Uçan kuşa borcun varmış diyorlar bana... Var tabi var. Bu devirde borçsuz insan mı var? İlk önce leyleklere borç yaptım... Leylekler mi diye hemen soracağınızı anladım zaten... Leylekler bizim basketçi çocuklar canım. Mahallemizin uzun boylu bebeleri... İyi de para kazanıyorlar ha basket oynayarak. Sıkışınca istedim tabi onlardan bir miktar, ikiletmediler sağ olsunlar hemen verdiler...
Bir de hostes sevgilim vardı eskiden, bilmem ki o da uçan kuş sınıfına girer mi? Sanırım girer uçtuğuna göre, kanatları varsın olmasın... Bir ara ondanda epeyce borç almıştım... Sonra tam ödeyecek iken ayrıldık bir şekilde, o da sağ olsun istemedi... Borçsa borç, uçak kuş ise o da uçan kuş...
Ha unuttum güvercinler ile serçelere de çok borcum var. Yok canım öyle dolar ya da yuro borcu filan değil... Geçen gün balkona gelmişlerdi bizim. Balkon dediysem epeyce de büyük... O saate de evden hızlıca çıkmam gerekiyordu, randevum vardı bir arkadaşım ile... Haliyle besleyemedim onları... İçeriden balkonun camını açmadan kaş göz işareti yaptım, anladılar sanırım...
Geçenlerde tam iş yerinden çıkarken başıma kuş pislemesin mi? Pislemesin tabi demeye kalmadan, pisledi işte... Tesadüf bu ya biletçi Hikmet de orada değil miymiş... ’’Ahanda abi bak yıllardır bilet almazsın, kuşun da gönlü razı olmadı, hadi bir bilet al sen de sevin biz de sevinelim.’’ dedi... Bilet almaya hiç niyetim yok. ’’Oğlum yıllara önce bıraktım ben o işi boş ver dedim.

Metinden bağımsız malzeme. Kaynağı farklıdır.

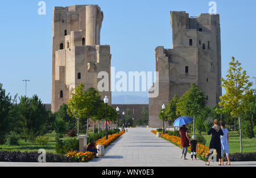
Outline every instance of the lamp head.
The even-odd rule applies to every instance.
[[[104,103],[105,104],[108,104],[109,103],[109,99],[108,98],[108,96],[105,96],[104,99],[103,100],[104,101]]]
[[[166,109],[166,105],[164,104],[163,104],[163,105],[162,106],[162,108],[163,109]]]

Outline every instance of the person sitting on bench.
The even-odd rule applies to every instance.
[[[98,150],[100,150],[99,149],[97,149],[96,148],[96,140],[95,139],[93,139],[92,143],[90,143],[90,145],[88,145],[87,147],[87,151],[92,152],[94,153],[94,158],[98,158],[97,156],[97,154],[98,153]]]

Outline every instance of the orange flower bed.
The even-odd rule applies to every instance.
[[[113,143],[115,139],[117,139],[119,137],[125,133],[125,131],[122,131],[119,134],[114,134],[112,135],[108,135],[108,139],[106,140],[106,137],[103,137],[101,139],[98,139],[96,141],[96,146],[97,145],[103,145],[104,147],[106,147],[112,143]],[[88,144],[87,146],[89,145]],[[81,162],[88,162],[93,158],[94,154],[92,152],[77,152],[76,151],[69,151],[67,155],[67,157],[72,156],[74,158],[75,161]]]
[[[151,132],[156,134],[158,132],[155,130],[151,130]],[[180,137],[169,135],[168,134],[161,134],[161,137],[170,141],[173,144],[179,146],[180,148],[182,148],[181,146],[181,139]],[[191,151],[191,146],[188,147],[188,152]],[[207,160],[205,155],[209,152],[209,147],[200,143],[197,143],[197,147],[196,149],[197,156],[203,160]]]
[[[74,151],[69,151],[65,156],[73,158],[75,161],[88,162],[93,158],[93,152],[89,151],[83,152]]]
[[[101,138],[96,141],[96,146],[97,145],[104,145],[104,147],[106,147],[112,143],[113,143],[115,139],[117,139],[119,137],[123,134],[125,133],[125,131],[123,130],[121,132],[119,132],[119,134],[115,133],[112,135],[108,135],[108,139],[107,140],[106,140],[106,137],[104,137],[102,138]]]

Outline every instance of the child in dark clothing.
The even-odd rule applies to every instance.
[[[193,160],[193,155],[195,155],[195,159],[196,160],[196,146],[197,142],[196,140],[196,135],[193,135],[192,137],[191,145],[191,160]]]
[[[97,156],[97,154],[98,153],[98,151],[100,150],[96,148],[96,140],[95,139],[93,139],[92,143],[90,143],[90,144],[88,145],[87,147],[87,151],[94,152],[94,158],[98,158]]]

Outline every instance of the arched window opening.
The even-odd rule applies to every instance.
[[[82,38],[82,45],[83,45],[83,46],[85,45],[85,38]]]
[[[62,91],[62,90],[60,90],[60,98],[63,98],[63,91]]]
[[[189,39],[189,46],[193,45],[193,40]]]
[[[63,46],[63,43],[61,43],[60,44],[60,49],[63,49],[63,48],[64,48],[64,46]]]

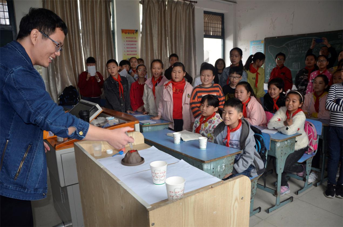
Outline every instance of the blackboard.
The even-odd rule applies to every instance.
[[[305,56],[310,48],[312,39],[325,37],[329,43],[334,47],[338,55],[343,49],[343,30],[303,34],[284,36],[269,37],[264,39],[265,61],[265,82],[268,83],[270,73],[276,66],[275,55],[279,52],[286,55],[285,65],[291,70],[294,83],[295,76],[299,69],[305,68]],[[313,53],[318,56],[323,44],[317,44],[313,49]],[[334,65],[337,65],[337,62]]]

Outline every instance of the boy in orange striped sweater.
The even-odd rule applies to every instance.
[[[219,109],[221,110],[223,109],[223,106],[225,101],[223,90],[219,84],[212,83],[212,81],[214,79],[215,71],[214,67],[211,64],[204,63],[201,65],[200,68],[200,78],[202,83],[194,88],[190,101],[191,110],[194,118],[201,115],[200,111],[200,101],[203,96],[206,95],[213,95],[217,97],[219,99]]]

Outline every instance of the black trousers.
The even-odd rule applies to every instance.
[[[286,159],[285,167],[283,172],[281,174],[281,186],[288,186],[287,179],[286,178],[286,174],[291,172],[300,172],[304,170],[304,168],[300,165],[295,165],[298,160],[300,159],[305,152],[308,150],[308,147],[305,148],[294,151],[294,152],[291,154]]]
[[[0,226],[33,226],[31,201],[0,195]]]

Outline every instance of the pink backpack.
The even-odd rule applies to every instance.
[[[311,154],[315,152],[318,147],[317,131],[313,124],[307,121],[305,121],[304,129],[308,137],[308,150],[305,152],[305,153]]]

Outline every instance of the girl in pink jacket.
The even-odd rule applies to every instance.
[[[257,100],[250,84],[245,81],[236,85],[235,97],[243,103],[243,115],[250,125],[264,126],[267,123],[264,110]]]
[[[330,119],[330,111],[325,109],[325,101],[328,97],[326,90],[329,86],[329,79],[325,75],[319,75],[315,78],[313,92],[305,95],[303,109],[307,117],[321,119]]]
[[[193,87],[185,80],[185,66],[181,62],[175,63],[172,70],[172,80],[164,83],[158,105],[158,115],[152,120],[161,118],[173,123],[170,129],[175,132],[191,130],[194,118],[189,106]]]

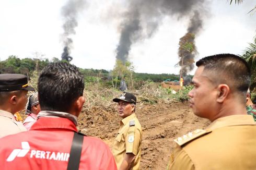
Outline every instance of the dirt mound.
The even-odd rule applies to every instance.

Benim borcum olsun o güvercine de sana da.’’ Almadım tabi ki bilet milet ama hem biletçi Hikmete hem de o kafama pisleyen kuşa borcum var işte... Borcum borç, inkarda etmiyoruz yani...
Bir de şu arkadaşım Hamdi’nin papağanına borcum var. Papağan dediysem acayip bir kuş, öyle bir iki kelime filan değil neredeyse yüz elli iki yüz kelime konuşuyor, bayağı insan gibi... Hamdi’nin evinde kumar oynuyoruz at yarışı... Nereden öğrenmiş ise öğrenmiş, biz oynarken ’’Kumar o kumar günah günah oynamayın sakın babacımmmmm oynamayın sakın babacımmmm.’’ demez mi? Ulan dedim içimden kuş bile bunun kumar olduğunu biliyor da bir ben mi bilmiyorum, vah ki vah! Yazık bana... Kuş beyinli miyim ben? Hemen oracıkta bıraktım at yarışı oynamayı... Bu papağana da çok borcum var, manevi borç bir yerde ama olsun, borç borçtur... Gerçi bu uçan da kuş değil, kafeste ama, yine de ona minnettarım, bana kumardan el etek çektirdi...
AHMET ZEYTİNCİ
YORUMLAR
Henüz yorum yapılmamış.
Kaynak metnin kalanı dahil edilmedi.